November 28, 2023
The SEC quietly published new Form ADV FAQs last month. We decided to go through them and highlight the ones we think could have an impact on your upcoming Form ADV annual update filing. We hope you find this helpful.
On October 26th, the SEC published 38 new FAQs on Form ADV and IARD. While the majority of these FAQs explain how the SEC expects advisers to handle special situations, such as the timing of new adviser registrations, transitioning between different types of registrations or withdrawing an adviser’s registration, there were 8 FAQs which may have an impact on advisers’ upcoming Form ADV annual updates. We’ve summarized these 8 FAQs below, but also recommend you review all the new FAQs carefully.
• Item 1.B (Names Under Which You Conduct Advisory Business) – advisers are required to list all company names under which they primarily conduct advisory business, which includes all company names through which supervised persons, IARs and independent contractors (meeting the definition of “employee”) conduct advisory business on behalf of the adviser.
• Items 5.C.(1) and 5.D (Number of Clients) – advisers should include in their client counts any clients for whom the adviser provides investment advisory services, even if the adviser does not have RAUM for the client(s). Clients that do not compensate the adviser should also be counted. Do not include clients that are only receiving non-advisory services, such as accounting services.
• Item 5.G (Types of Advisory Services) – this specific FAQ clarifies that automated/robo investment advice should not be categorized as “Other” because the SEC sees automated investment advice to simply be a means of providing the types of advisory services listed in Item 5.G. While this FAQ is focused on automated investment advice, we often see the “Other” category used for other means of providing investment advice, such as sub-advisory. If you are currently utilizing the “Other” category, you may want to consider whether the service listed is truly another type of service, or just another means of providing advisory services.
• Schedule D, Section 5.K.(1) (Investment Types for SMAs) – ETFs should be classified as (ix) Securities Issued by RICs or BDCs rather than (i) Exchange-Trade Equity Securities.
• Schedule D, Section 7.B.(1) (Private Fund Reporting) – advisers to newly created private funds should only indicate in Question 23(a) that the private fund is subject to an annual audit if an auditor has been engaged to conduct an audit for the applicable fiscal year.
• Schedule D, Section 7.B.(1) (Private Fund Reporting) – if a private fund’s audited financial statements for the most recently completed fiscal year have not yet been distributed at the time of the Form ADV filing, Question 23(g) should be answered as follows: Yes, if an auditor has been engaged and the audited financials will be distributed as required. No, if the applicable deadline for distribution has passed and the audited financials were not distributed.

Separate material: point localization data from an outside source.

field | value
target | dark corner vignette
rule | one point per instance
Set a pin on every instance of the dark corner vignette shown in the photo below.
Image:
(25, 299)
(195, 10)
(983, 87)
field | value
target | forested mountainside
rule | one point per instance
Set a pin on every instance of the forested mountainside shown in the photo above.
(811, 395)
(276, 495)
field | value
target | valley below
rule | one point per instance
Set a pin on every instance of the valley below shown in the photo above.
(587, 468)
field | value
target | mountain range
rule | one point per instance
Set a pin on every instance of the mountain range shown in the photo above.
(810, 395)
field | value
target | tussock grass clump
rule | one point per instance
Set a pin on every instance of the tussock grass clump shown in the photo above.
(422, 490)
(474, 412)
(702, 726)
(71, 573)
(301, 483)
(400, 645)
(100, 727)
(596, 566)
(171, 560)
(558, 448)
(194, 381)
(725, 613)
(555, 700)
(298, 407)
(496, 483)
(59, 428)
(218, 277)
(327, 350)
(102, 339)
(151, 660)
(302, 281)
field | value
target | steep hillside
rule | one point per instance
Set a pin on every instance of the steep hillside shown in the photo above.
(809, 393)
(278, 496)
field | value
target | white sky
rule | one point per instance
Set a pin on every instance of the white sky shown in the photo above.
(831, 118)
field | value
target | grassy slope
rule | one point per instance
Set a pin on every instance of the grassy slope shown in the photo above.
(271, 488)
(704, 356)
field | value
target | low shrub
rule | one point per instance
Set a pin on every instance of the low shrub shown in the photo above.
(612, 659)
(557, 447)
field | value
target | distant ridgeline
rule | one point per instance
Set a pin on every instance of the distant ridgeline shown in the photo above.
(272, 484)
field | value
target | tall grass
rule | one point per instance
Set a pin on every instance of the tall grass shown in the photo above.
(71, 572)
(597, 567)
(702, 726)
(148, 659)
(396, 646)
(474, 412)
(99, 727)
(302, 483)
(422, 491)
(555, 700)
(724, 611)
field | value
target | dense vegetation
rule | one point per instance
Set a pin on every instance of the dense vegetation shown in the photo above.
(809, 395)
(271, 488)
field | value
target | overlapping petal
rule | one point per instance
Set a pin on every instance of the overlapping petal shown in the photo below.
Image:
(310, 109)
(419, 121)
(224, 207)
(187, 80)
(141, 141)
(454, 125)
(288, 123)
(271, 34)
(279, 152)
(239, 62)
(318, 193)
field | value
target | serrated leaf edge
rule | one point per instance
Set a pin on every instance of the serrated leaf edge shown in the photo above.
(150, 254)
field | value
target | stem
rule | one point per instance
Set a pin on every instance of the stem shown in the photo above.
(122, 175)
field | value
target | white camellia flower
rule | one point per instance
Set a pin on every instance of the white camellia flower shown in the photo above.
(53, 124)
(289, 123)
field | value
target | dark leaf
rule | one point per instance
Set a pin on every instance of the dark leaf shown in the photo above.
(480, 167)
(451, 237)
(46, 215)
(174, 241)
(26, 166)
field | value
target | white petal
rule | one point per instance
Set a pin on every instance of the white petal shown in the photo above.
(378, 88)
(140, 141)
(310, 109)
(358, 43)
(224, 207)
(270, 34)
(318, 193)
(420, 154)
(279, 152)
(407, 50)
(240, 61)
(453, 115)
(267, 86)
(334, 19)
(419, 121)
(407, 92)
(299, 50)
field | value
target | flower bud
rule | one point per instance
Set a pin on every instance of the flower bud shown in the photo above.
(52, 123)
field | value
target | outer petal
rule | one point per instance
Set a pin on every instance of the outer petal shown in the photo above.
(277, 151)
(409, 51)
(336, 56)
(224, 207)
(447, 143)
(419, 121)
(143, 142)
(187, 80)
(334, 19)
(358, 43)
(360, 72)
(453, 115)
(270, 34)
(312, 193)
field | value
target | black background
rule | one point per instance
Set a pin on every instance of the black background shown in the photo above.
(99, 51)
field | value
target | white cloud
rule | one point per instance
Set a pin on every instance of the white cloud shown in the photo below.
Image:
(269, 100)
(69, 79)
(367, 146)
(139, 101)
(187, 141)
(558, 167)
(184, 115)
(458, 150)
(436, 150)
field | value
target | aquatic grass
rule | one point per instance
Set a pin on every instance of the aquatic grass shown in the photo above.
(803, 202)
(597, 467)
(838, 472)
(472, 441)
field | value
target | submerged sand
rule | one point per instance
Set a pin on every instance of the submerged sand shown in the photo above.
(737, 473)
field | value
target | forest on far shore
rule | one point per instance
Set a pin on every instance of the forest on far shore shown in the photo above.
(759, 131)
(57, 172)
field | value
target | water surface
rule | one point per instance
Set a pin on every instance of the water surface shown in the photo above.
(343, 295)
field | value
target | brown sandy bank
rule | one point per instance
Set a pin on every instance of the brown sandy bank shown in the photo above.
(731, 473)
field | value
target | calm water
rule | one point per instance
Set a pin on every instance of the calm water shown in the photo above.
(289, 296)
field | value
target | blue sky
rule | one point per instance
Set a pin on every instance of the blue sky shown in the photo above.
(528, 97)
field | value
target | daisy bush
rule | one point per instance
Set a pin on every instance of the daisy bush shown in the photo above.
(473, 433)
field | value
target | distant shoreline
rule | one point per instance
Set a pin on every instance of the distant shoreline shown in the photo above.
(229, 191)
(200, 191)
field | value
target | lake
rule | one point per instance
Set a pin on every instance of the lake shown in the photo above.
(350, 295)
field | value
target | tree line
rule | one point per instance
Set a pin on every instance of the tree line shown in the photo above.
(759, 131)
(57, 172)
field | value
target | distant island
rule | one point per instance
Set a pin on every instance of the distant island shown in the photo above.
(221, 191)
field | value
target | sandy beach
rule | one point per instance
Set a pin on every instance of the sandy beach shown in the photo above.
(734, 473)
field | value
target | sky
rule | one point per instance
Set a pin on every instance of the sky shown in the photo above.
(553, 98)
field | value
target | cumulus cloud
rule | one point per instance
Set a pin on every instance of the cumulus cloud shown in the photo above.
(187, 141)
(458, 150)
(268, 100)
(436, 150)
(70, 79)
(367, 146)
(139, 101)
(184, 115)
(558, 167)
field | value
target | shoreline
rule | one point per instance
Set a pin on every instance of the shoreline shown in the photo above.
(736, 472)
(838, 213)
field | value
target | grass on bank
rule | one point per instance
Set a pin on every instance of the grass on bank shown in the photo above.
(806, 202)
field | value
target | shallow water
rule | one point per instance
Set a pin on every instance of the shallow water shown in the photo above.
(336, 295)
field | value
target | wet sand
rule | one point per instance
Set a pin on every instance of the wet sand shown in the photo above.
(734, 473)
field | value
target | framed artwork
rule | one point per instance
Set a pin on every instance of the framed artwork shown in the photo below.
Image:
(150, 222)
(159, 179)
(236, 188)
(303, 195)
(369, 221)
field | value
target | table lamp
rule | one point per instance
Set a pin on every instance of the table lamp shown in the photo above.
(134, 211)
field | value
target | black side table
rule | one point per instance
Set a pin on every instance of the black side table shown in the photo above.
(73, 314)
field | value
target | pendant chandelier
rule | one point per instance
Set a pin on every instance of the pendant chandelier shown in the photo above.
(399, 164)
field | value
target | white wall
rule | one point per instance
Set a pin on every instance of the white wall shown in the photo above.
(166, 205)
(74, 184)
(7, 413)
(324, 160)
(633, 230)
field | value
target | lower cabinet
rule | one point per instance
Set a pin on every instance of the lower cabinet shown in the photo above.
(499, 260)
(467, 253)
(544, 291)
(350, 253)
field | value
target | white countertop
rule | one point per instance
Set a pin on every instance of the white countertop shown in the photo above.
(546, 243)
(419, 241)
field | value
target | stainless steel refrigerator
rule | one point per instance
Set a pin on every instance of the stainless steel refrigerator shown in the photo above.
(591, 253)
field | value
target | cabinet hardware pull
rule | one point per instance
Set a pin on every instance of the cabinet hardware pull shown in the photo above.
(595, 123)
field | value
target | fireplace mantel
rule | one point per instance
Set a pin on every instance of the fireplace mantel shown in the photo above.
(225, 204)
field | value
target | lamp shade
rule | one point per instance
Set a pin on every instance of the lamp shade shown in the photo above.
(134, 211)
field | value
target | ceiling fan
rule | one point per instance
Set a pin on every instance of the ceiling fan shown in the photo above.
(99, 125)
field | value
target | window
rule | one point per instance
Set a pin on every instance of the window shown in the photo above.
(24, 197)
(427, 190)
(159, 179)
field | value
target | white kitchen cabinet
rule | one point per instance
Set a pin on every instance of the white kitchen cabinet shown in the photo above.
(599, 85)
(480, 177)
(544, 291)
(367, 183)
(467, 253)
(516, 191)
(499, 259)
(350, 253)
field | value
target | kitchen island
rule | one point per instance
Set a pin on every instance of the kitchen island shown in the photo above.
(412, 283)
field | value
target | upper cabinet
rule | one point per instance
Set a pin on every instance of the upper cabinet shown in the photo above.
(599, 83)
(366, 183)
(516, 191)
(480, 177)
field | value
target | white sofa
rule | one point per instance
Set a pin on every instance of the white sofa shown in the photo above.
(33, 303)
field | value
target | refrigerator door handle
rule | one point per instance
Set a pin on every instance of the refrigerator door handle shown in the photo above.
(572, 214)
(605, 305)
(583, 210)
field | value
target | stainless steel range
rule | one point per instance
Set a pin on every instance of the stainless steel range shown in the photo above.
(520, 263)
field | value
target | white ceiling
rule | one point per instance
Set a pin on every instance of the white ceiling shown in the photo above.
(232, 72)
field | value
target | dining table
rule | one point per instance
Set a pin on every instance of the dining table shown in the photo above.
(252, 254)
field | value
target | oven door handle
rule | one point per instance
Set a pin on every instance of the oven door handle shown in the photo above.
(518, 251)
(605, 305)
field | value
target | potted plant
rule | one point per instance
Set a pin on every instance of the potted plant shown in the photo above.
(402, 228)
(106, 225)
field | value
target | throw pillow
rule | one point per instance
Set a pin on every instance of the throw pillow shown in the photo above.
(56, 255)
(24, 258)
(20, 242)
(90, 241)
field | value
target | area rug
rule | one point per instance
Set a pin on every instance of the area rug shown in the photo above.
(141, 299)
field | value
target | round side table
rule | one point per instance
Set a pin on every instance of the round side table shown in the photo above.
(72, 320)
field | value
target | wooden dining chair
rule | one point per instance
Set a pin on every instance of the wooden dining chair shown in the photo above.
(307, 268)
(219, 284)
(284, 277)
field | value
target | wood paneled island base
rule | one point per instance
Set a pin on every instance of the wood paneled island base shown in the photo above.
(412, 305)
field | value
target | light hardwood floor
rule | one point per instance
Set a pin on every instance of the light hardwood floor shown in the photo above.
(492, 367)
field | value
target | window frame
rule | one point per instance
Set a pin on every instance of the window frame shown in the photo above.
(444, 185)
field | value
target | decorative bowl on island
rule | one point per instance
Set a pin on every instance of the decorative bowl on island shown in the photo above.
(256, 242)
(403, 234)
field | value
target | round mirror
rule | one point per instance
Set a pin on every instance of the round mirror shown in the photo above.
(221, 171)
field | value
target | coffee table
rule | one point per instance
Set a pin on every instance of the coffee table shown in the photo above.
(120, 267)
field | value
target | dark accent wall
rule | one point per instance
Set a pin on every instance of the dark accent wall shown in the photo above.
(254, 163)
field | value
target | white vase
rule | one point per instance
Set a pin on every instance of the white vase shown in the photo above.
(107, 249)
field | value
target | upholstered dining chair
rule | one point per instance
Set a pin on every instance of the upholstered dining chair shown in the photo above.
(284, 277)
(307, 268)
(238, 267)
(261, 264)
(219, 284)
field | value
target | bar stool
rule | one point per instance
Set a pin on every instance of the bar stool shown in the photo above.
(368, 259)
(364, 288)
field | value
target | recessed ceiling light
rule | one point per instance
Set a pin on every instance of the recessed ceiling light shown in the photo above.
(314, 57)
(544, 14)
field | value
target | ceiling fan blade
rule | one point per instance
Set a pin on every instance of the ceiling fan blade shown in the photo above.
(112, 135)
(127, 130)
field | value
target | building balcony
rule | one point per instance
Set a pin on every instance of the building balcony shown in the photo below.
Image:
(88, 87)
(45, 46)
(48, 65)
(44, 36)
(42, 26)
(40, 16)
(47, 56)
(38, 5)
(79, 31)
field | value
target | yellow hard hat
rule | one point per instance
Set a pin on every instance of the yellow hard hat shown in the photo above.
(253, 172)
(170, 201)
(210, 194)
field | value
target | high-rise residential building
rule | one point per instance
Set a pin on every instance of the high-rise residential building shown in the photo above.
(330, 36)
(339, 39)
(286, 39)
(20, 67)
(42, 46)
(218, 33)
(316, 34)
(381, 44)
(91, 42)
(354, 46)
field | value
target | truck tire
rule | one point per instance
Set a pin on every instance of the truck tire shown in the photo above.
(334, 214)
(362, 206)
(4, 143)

• Schedule D, Section 7.B.(1) (Private Fund Reporting) – if an administrator is engaged to value a private fund’s assets, the administrator carries out all valuation procedures and the adviser uses the administrator’s values for subscriptions, redemptions, fee calculations, etc., the adviser should consider those assets to valued by the administrator when answering Question 27 even if the adviser believes itself to be ultimately responsible for valuing the fund’s assets.
• Part 2A, Item 2 (Material Changes to Brochure) – advisers are required by the Form ADV Instructions to identify and discuss material changes to the Brochure. Solely listing the material changes is insufficient.